If the designer has the technical competency, the structure doesn’t have to be limited to the standard double helix; geometric structures can be achieved by changing the base arrangement or substituting other molecules.
However, the ability to create complicated molecular structures by assembling thousands of base pairs manually by hand isn’t exactly a common skill. The whole process in general is a rather laborious, complex and time-consuming – but one that could have an incredible impact on the future; popularmechanics.com even suggested that nanobots could be created that target cancer cells one day.

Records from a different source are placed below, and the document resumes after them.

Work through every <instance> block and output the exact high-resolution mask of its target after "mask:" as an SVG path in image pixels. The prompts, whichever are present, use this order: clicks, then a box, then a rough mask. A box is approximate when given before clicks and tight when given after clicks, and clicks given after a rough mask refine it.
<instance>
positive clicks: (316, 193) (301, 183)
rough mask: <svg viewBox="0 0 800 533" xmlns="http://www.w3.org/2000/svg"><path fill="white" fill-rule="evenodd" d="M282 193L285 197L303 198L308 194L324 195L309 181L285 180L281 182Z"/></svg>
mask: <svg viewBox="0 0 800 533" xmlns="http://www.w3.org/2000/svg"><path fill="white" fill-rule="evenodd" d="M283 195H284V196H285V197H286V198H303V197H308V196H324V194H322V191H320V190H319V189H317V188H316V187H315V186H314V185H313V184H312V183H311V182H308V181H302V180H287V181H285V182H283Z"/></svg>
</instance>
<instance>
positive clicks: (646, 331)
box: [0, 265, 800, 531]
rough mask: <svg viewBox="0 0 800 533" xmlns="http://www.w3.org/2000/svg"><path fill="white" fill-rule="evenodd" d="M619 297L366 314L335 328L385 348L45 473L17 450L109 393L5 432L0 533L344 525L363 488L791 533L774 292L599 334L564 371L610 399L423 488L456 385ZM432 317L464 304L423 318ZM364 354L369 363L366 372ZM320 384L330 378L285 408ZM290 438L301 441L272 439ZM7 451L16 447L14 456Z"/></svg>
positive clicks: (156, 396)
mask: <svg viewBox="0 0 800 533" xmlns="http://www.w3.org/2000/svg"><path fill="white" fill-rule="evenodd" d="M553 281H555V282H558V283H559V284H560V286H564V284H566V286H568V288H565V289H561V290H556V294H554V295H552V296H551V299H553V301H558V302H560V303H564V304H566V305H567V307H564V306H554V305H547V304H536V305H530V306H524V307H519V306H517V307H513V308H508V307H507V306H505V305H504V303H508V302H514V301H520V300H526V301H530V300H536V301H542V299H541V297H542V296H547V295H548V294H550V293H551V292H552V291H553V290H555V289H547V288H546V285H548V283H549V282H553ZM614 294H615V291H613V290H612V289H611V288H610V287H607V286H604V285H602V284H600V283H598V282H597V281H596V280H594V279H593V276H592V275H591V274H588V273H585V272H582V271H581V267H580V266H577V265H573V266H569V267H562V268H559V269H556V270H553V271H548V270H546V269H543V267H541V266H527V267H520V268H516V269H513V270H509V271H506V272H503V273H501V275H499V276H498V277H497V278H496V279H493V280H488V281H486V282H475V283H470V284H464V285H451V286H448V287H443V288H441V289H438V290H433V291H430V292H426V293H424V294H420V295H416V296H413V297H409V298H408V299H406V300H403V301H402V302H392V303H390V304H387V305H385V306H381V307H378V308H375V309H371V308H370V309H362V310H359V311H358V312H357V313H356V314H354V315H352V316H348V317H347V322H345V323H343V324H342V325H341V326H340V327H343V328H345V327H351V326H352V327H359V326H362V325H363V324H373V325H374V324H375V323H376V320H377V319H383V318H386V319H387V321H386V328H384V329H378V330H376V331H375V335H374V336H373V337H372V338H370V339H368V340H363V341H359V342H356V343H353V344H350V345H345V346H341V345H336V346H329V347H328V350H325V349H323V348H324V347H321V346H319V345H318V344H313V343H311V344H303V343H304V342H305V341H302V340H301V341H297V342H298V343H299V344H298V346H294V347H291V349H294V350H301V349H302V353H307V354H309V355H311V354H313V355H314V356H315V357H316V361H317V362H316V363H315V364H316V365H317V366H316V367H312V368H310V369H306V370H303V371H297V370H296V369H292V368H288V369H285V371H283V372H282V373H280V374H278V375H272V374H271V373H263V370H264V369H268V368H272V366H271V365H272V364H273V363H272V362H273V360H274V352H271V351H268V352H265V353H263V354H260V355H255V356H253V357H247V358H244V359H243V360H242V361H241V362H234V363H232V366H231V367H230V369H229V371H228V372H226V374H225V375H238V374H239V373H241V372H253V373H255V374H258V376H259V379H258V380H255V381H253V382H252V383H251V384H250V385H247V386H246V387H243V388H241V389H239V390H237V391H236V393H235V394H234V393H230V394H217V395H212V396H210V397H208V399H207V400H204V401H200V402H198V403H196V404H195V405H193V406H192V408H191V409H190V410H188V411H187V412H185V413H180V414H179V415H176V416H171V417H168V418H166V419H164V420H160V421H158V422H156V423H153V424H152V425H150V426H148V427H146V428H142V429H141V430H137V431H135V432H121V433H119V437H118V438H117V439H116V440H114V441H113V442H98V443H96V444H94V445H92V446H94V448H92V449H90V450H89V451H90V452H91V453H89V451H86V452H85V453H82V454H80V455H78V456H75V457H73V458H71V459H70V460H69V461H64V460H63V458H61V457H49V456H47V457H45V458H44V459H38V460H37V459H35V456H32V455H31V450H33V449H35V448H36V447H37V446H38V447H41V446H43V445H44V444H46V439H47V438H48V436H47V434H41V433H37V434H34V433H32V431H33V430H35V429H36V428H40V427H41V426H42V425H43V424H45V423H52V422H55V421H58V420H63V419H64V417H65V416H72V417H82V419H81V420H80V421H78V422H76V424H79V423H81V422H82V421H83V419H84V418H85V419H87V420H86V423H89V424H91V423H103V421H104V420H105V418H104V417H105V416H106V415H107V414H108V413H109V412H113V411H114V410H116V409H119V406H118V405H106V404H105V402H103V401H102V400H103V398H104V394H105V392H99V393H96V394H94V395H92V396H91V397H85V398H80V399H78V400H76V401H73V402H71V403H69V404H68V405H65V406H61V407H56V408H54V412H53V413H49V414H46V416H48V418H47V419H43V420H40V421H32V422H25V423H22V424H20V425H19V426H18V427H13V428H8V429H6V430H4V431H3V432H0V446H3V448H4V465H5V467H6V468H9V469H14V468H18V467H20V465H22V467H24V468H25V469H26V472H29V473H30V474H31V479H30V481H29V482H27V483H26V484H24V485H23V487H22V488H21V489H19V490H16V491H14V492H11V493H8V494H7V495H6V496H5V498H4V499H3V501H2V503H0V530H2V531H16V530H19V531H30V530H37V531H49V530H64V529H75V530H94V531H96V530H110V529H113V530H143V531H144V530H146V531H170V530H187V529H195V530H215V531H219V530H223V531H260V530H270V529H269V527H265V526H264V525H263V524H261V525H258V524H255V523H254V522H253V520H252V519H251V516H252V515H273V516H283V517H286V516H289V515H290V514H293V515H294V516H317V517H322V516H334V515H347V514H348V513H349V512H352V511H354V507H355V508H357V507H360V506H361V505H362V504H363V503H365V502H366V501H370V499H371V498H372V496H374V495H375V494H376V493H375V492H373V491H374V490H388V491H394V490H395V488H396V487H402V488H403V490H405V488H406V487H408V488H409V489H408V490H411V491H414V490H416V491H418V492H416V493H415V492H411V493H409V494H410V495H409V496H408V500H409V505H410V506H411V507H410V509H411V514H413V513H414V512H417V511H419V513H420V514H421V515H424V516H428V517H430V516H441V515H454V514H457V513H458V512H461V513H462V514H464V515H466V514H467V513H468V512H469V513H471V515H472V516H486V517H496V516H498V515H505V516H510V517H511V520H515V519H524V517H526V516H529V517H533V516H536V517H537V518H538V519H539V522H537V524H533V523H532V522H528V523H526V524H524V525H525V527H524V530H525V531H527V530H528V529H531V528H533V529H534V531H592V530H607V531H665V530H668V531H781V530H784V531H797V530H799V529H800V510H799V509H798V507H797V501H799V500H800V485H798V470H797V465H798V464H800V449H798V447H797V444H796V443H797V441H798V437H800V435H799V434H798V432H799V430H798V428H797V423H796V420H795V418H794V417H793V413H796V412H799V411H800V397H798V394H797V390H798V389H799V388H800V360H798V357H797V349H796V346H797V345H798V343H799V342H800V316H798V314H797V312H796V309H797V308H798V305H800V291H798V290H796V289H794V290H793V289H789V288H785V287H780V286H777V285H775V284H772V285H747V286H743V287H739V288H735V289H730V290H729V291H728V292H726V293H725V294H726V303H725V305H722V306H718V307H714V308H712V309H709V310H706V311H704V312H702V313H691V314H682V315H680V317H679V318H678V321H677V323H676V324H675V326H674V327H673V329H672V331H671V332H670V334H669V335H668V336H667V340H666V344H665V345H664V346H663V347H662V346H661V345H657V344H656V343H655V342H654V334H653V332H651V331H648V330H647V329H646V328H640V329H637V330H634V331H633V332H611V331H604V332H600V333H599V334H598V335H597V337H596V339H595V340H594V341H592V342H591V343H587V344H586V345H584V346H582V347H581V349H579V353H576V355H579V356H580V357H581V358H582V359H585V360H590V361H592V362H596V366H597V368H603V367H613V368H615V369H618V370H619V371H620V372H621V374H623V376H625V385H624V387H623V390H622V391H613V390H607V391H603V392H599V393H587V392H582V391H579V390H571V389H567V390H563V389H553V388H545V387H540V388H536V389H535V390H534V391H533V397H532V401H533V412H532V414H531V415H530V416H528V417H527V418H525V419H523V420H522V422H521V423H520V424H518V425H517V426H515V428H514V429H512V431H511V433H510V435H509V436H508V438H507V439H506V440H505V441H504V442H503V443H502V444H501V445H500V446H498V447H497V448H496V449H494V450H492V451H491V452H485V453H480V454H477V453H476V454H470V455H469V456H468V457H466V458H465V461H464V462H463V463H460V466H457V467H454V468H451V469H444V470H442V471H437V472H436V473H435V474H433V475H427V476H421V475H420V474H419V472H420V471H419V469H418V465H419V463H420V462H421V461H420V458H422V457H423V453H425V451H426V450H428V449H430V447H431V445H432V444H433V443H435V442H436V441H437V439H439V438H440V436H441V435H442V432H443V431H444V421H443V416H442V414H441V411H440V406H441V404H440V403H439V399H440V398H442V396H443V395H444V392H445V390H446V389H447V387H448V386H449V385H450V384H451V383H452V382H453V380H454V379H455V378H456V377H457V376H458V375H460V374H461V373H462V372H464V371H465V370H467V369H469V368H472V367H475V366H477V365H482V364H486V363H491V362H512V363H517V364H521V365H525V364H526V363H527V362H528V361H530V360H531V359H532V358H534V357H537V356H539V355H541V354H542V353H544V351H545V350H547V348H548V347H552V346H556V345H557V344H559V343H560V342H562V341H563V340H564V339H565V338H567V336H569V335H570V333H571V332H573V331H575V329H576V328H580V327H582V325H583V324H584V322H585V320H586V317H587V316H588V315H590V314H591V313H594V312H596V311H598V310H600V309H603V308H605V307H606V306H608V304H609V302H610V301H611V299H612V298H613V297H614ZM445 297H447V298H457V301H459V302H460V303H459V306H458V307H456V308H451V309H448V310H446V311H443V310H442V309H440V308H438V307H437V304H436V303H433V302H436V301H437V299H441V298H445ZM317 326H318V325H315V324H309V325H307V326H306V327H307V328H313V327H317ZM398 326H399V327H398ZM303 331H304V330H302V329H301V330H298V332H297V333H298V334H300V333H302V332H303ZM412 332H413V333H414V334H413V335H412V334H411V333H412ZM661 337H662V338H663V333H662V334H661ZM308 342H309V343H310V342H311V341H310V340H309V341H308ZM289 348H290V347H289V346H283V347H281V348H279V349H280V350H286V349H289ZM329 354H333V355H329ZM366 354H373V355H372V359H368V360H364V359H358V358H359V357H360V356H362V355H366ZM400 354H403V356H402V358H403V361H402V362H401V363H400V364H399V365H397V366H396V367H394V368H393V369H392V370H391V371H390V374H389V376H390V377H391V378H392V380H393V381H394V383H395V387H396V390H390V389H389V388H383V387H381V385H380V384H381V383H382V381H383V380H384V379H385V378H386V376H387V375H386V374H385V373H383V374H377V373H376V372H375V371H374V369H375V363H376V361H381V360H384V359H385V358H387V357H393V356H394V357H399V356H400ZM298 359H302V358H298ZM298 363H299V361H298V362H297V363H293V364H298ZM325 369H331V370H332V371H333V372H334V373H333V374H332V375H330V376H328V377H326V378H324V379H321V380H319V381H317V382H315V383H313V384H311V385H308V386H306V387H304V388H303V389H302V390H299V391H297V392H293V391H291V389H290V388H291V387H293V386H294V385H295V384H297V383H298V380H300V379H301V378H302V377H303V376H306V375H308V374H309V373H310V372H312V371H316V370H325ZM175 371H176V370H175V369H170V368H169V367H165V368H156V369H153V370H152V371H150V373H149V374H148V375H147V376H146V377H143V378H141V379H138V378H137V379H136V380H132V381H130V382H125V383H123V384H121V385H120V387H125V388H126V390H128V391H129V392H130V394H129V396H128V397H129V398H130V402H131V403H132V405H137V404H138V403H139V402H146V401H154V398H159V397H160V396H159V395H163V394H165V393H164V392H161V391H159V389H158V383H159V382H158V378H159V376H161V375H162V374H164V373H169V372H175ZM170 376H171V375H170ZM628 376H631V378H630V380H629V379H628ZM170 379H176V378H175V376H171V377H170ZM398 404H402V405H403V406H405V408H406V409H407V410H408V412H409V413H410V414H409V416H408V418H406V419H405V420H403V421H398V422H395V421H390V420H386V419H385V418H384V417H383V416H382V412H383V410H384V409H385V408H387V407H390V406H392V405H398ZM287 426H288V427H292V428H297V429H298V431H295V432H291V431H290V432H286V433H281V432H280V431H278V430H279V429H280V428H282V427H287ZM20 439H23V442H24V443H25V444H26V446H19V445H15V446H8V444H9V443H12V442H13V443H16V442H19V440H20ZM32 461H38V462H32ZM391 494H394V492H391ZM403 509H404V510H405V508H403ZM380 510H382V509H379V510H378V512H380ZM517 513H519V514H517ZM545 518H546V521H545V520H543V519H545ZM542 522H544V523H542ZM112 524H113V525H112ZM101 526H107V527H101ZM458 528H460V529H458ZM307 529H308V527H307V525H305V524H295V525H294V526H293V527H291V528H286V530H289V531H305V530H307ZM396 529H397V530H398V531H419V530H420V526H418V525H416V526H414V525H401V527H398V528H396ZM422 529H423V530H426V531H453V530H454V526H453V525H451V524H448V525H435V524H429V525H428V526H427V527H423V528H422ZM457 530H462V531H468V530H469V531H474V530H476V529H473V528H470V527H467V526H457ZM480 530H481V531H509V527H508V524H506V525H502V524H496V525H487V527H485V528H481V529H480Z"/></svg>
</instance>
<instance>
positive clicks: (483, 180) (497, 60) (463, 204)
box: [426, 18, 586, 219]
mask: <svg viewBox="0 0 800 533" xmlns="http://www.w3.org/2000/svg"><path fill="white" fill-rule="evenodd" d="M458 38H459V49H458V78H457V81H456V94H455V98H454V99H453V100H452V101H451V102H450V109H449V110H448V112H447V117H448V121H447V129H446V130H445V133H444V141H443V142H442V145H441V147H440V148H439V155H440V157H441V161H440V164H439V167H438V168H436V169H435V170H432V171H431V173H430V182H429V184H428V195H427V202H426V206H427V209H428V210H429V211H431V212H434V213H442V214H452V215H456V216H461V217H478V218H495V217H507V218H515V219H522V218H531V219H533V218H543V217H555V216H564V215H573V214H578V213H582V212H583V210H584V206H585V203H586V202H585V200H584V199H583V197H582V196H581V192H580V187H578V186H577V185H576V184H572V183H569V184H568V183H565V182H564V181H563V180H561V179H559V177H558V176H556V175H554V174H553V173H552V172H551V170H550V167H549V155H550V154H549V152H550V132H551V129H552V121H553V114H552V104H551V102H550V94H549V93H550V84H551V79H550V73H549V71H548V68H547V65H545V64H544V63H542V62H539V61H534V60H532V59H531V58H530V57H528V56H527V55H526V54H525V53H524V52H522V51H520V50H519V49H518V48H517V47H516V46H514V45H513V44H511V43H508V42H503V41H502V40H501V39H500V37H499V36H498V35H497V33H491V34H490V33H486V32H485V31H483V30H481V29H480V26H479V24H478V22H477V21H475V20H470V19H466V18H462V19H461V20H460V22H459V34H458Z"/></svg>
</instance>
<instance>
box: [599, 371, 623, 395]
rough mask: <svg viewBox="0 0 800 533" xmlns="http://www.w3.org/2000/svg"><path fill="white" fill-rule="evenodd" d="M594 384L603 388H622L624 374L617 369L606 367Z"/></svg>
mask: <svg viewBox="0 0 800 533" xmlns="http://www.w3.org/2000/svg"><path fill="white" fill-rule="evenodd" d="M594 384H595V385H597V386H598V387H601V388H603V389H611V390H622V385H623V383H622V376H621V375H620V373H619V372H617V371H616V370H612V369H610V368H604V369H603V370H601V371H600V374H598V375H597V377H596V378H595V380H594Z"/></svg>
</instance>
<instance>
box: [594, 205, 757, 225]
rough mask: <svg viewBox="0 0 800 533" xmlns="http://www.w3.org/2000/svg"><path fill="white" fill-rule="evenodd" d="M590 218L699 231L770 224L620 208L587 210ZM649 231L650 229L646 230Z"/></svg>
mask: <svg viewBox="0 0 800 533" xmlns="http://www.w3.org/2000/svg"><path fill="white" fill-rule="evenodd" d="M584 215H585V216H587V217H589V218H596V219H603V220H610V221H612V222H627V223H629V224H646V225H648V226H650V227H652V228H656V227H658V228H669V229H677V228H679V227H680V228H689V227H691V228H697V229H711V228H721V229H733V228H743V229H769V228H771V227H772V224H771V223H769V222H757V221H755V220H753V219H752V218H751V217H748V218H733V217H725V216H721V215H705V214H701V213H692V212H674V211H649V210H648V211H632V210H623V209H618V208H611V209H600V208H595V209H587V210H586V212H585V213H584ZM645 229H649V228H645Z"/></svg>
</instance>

So, while it conjures exciting possibilities, the impact of DNA origami has been limited in its scope, and will remain a gleam in the eye of many an eager scientist before it is democratized.
However, a group of researchers from MIT, Arizona State University and Baylor University seem to have done just that. Setting out with the ambition to change this convoluted procedure and to open it up to anyone with a will and a way (and a computer), the specialists have conducted a groundbreaking study that could pave the way for computers to automate the process.
Their findings, published in the journal Science last week, propose that scientists should be able to design the desired molecular shape, and then use an algorithm to allocate the locations for the four bases; A, T, G and C.
“The paper turns the problem around from one in which an expert designs the DNA needed to synthesize the object, to one in which the object itself is the starting point, with the DNA sequences that are needed automatically defined by the algorithm,” said Mark Bathe from MIT in a press release.
According to Bathe and his colleagues, the process would begin with a 3D geometric representation of the desired object, and then a computer would do the leg work on calculating the sequence that would realize the design.
Making DNA origami more accessible to scientists could catalyze its development, and its impact in other sectors that would benefit from this technology.
“Our hope is that this automation significantly broadens participation of others in the use of this powerful molecular design paradigm,” said Bathe.
This could open an exciting new realm in scientific development, and have the kind of explosive impact in a variety of sectors that 3D printing has had in the past few years.